Dr. Sergio Serna-Saldivar

Centro de Biotecnología FEMSA

Instituto Tecnológico y de Estudios Superiores de Monterrey, México

 

Dr. Serna-Saldivar's expertise lies in the processing of maize and its applications, particularly in the production of tortillas and tacos. His research on the loss of starch crystallinity during the transformation of nixtamalized maize flour into these iconic products has reshaped our understanding of their unique texture. Beyond his impact on baked goods, his work on legume starch, particularly beans, has improved techno-functional properties and digestibility.

 

In addition to his academic achievements, Prof.

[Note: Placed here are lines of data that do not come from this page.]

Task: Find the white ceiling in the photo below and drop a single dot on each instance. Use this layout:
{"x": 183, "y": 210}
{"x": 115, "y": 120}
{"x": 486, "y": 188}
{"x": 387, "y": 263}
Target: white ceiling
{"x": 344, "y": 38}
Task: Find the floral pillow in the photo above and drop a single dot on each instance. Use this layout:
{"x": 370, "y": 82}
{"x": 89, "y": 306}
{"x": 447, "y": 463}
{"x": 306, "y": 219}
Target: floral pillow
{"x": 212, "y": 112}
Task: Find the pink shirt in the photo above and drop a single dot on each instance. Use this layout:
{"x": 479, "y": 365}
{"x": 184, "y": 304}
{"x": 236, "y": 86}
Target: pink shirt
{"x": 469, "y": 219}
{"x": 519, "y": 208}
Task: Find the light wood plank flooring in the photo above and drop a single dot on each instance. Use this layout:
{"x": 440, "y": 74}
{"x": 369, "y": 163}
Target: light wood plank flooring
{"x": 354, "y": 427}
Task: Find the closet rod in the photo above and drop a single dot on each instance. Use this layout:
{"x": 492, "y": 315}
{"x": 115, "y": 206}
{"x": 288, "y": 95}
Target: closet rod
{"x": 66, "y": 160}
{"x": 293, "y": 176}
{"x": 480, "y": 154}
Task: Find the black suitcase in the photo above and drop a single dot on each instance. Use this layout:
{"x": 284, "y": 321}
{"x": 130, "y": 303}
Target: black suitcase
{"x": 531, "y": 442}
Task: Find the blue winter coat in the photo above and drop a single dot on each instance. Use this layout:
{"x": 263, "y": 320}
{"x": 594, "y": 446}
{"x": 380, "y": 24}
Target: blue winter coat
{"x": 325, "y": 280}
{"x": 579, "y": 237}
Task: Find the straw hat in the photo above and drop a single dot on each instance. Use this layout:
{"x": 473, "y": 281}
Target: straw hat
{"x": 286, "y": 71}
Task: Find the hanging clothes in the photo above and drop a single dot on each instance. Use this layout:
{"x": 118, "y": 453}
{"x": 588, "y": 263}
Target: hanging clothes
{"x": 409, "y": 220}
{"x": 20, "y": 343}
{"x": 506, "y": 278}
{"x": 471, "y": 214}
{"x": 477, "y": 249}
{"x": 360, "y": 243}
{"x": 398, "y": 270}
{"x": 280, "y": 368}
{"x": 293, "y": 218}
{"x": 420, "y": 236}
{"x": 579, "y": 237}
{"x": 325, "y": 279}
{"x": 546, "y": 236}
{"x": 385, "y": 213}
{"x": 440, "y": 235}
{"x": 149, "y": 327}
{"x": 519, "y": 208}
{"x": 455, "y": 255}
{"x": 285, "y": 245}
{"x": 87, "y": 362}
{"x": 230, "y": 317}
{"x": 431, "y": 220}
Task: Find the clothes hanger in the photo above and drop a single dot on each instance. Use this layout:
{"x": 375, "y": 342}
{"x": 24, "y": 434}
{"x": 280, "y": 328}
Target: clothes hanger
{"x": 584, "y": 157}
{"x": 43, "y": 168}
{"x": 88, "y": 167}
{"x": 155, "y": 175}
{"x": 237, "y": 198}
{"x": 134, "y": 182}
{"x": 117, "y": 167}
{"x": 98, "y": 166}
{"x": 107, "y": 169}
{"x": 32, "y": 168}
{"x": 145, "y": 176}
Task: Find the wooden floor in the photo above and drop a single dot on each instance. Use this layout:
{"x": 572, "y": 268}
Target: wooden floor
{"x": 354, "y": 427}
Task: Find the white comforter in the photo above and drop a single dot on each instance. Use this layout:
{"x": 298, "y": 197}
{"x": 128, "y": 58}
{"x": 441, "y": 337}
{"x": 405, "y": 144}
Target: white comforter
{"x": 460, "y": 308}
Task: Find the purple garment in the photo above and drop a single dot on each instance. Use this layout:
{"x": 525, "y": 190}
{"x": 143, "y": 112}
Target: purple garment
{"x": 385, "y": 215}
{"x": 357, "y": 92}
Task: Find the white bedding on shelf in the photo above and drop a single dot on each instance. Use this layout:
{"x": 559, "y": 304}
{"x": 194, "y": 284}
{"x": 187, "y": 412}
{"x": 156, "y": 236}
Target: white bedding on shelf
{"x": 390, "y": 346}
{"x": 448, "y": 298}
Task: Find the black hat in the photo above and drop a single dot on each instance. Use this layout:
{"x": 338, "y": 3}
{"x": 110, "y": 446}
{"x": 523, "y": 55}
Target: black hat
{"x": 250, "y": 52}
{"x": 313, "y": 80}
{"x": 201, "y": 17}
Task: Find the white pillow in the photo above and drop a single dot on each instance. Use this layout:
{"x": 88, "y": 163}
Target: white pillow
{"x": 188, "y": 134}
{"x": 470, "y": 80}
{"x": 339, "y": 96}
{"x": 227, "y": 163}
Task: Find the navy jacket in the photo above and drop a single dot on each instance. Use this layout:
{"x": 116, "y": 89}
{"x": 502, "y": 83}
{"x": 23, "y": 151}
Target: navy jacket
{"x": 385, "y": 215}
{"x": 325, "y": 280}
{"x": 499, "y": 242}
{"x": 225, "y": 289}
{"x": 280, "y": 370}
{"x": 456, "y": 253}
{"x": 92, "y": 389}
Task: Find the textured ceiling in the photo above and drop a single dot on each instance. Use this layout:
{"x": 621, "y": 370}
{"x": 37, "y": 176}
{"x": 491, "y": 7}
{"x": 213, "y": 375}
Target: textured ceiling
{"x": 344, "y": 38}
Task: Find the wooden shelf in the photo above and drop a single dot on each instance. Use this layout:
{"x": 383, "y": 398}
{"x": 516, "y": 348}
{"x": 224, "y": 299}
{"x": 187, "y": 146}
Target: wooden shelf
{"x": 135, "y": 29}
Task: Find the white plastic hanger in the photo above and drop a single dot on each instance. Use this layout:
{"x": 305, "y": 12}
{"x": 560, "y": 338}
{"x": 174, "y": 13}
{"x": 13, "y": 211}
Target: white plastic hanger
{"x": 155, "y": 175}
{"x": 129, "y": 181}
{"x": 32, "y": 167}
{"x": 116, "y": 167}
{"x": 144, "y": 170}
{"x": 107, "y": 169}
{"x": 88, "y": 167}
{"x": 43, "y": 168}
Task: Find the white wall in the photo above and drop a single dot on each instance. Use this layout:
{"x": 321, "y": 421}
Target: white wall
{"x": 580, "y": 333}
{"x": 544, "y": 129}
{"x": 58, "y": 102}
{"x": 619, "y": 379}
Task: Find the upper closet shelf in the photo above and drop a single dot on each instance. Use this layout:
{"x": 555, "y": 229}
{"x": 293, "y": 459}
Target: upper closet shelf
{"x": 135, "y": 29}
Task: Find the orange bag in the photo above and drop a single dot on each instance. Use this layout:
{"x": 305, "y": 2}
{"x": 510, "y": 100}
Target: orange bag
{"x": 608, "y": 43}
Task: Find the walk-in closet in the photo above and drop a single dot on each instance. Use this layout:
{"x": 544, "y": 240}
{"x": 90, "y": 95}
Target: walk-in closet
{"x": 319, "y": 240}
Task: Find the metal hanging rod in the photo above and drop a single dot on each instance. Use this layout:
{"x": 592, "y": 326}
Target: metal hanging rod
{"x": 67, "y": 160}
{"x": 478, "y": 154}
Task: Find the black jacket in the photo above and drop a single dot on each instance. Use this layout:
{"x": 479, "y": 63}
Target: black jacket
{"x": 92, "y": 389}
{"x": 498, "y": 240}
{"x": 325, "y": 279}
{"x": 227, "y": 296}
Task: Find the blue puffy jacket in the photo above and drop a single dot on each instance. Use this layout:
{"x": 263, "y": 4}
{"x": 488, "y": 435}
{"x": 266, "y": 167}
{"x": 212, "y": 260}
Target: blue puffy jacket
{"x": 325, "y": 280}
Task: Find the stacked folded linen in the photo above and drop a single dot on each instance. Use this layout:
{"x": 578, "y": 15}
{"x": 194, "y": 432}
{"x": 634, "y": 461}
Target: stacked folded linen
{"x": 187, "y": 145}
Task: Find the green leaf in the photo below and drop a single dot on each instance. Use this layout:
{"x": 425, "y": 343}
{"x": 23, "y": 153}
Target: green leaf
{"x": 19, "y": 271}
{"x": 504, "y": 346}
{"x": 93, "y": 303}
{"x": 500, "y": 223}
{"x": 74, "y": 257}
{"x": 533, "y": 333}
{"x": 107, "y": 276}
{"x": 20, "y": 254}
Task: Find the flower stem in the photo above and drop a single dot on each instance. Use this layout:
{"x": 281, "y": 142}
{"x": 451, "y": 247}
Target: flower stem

Serna-Saldivar has contributed to the improvement of food nutrition and accessibility, particularly in developing regions. His research on Mexican autochthonous crops, such as maize and legumes, has revealed novel sources of essential nutrients, offering solutions to combat malnutrition and address food insecurity.

 

The professor's innovative research on maize processing technology, particularly nixtamalization, has played a pivotal role in the development of the tortilla industry in North America. With 12 awarded patents and seed rights, Prof. Serna-Saldivar has successfully translated scientific knowledge into efficient and sustainable industrial processes for producing healthy and nutritious foods.

 

The International Association for Cereal Science and Technology applauds both Dr. Bruce Hamaker and Prof. Sergio Serna-Saldivar for their exceptional contributions to the field. The awards are set to be presented at the 17th International Cereal and Bread Congress in Nantes in April 2024. This recognition underscores the significance of the awardees' ongoing impactful work in advancing our understanding of cereals.